Foi isto que, já no terreno, os participantes na Visita Guiada puderam escutar da boca de Urbino Grave, um homem que conheceu a dura vida dos moinhos e que tem um milhão de histórias para contar. Foi com ele que percebemos o impacto que a construção das minas e a canalização da água para alimentar a cidade de Aveiro nos anos 40 criou nestas pequenas comunidades. Da revolta travada a tiro pela brutalidade da GNR às indemnizações aos moleiros e aos surtos de emigração que se lhe seguiram, sobretudo para França, é todo um desfiar de recordações, as mais das vezes amargas, que o Sr. Urbino partilha com os presentes. Feito moleiro aos 12 anos, Urbino recorda o ruído tremendo das mós que embalavam o sono e que acordavam o moleiro quando se silenciavam, em contra-ciclo com aquilo que seria o mais natural. Esfacelos tratados com folhas de nogueira cozidas, dedos arrancados pela força das mós, uma campainha a soar inadvertidamente num momento intenso de leitura do Livro de S. Cipriano, um Cristo decepado no meio da farinha, a “invasão das abóboras” ou as enguias que se apanhavam durante a limpeza das valas foram, igualmente, recordados, sem que nas palavras de Urbino Grave se sentisse lamento ou tristeza por esses tempos, mesmo que difíceis.
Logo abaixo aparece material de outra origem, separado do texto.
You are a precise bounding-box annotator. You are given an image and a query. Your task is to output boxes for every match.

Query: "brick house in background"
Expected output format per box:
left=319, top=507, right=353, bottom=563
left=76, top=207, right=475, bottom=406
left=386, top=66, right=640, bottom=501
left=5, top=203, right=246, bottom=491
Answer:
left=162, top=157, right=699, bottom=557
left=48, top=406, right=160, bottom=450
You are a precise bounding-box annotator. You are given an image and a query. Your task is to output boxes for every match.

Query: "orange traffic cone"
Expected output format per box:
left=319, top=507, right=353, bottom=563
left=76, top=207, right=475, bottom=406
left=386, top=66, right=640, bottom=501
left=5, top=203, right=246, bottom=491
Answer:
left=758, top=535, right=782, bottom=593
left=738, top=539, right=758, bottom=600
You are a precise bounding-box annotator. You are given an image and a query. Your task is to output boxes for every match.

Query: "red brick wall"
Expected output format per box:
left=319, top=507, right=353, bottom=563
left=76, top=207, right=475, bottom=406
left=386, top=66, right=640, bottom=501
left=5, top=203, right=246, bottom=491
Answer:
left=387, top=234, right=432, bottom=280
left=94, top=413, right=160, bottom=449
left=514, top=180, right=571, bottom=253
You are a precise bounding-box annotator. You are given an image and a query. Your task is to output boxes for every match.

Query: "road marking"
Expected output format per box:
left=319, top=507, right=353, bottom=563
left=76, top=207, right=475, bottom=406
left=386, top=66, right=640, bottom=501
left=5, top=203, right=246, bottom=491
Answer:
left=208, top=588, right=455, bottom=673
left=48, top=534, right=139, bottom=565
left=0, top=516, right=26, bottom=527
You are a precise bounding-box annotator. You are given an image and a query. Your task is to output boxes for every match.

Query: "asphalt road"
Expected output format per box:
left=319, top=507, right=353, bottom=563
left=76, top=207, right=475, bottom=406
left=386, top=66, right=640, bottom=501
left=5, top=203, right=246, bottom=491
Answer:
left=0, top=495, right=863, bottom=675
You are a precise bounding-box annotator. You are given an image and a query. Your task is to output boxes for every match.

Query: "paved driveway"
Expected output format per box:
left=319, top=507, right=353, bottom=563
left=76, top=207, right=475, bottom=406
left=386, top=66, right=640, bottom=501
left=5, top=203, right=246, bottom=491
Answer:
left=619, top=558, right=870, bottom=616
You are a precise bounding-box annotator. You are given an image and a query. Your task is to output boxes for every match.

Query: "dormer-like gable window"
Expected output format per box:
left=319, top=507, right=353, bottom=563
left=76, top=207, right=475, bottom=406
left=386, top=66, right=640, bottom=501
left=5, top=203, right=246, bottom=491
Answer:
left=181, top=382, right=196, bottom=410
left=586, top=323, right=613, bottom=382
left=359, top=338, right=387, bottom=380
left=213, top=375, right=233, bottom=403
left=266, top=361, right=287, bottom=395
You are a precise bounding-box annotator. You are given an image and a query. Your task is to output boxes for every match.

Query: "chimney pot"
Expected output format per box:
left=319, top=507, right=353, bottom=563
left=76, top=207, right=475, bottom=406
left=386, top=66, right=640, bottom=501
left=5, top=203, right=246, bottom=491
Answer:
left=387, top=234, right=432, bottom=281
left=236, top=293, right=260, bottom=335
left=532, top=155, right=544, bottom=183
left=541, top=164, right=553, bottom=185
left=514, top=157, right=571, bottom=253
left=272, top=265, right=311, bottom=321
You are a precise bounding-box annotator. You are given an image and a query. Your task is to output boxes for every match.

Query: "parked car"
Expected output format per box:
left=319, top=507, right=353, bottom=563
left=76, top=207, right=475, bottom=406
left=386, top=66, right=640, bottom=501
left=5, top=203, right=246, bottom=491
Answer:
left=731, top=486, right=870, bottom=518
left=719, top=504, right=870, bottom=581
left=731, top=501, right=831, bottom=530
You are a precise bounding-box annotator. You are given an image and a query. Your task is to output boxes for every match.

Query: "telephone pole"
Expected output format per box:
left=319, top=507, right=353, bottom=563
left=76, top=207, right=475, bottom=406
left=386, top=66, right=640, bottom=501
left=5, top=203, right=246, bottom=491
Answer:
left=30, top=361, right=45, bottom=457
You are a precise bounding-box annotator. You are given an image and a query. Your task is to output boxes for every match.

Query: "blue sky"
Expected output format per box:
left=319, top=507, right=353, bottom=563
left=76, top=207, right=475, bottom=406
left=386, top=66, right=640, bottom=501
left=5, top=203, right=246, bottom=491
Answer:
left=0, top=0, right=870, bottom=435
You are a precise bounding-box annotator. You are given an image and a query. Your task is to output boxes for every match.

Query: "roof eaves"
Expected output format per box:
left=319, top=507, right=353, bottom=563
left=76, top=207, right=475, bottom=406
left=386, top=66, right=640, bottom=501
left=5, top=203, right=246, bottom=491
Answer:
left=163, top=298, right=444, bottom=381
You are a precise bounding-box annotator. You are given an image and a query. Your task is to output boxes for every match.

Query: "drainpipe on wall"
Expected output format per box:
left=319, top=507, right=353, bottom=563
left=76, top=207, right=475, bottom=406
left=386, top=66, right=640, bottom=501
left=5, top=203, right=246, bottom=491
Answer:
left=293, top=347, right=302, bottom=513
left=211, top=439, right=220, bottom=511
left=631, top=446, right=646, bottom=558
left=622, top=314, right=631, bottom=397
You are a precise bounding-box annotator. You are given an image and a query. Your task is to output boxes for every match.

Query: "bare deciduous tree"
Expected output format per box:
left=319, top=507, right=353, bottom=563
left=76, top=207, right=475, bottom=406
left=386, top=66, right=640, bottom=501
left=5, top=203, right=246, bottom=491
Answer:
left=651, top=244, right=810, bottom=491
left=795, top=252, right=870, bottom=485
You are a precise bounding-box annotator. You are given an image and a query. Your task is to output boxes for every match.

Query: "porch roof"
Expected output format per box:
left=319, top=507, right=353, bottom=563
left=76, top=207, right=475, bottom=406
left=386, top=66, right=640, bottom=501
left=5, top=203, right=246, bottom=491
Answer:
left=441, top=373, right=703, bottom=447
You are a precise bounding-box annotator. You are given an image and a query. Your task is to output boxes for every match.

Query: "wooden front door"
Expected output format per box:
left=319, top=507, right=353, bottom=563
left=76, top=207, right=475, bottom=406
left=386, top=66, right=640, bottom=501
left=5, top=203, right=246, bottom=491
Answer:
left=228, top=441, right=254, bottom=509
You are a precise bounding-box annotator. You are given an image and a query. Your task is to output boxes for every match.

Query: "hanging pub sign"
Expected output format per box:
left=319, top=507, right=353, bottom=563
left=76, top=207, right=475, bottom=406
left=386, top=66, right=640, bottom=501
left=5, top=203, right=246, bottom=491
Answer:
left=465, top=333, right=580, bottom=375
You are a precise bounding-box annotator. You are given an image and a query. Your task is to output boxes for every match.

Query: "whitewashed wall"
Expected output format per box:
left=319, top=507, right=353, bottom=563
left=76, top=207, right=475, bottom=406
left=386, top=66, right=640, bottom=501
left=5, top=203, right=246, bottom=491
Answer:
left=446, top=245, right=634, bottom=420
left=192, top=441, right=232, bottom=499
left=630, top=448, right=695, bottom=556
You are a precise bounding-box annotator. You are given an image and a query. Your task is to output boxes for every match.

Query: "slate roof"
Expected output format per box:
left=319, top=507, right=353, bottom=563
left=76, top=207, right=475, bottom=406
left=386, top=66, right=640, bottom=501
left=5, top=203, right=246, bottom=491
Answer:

A visita estendeu-se a duas outras antigas azenhas, onde foi possível ver o que resta dos tempos áureos da actividade moageira nesta região e que, no Tombo das Águas de Ílhavo, datado de 1772, regista a existência de 38 moinhos de água em todo o concelho de Ílhavo, nos quais se incluem as muitas azenhas situadas no Vale de Ílhavo. Como um ciclo que se fecha, a Visita Guiada terá o seu ponto final na antiga azenha da Dona Dulce ou na Padaria da Dona Celeste, com a prova do pão doce que fez a delícia dos presentes ou a compra de padas, para mais tarde saborear. Restará referir que as actividades em torno dos Percursos da Arquitectura de Ílhavo não se esgotam nesta visita, estando já agendada para o próximo dia 26 de Maio uma incursão na urbanidade da Vista Alegre, um processo que tem o seu início em 1824 e se centra nos edifícios e equipamentos surgidos para albergar os operários da Real Fábrica de Porcelanas, fixando-se neste local com as suas famílias. Raul Lino não será esquecido!




VISITA GUIADA: “Percurso da Rua do Azulejo”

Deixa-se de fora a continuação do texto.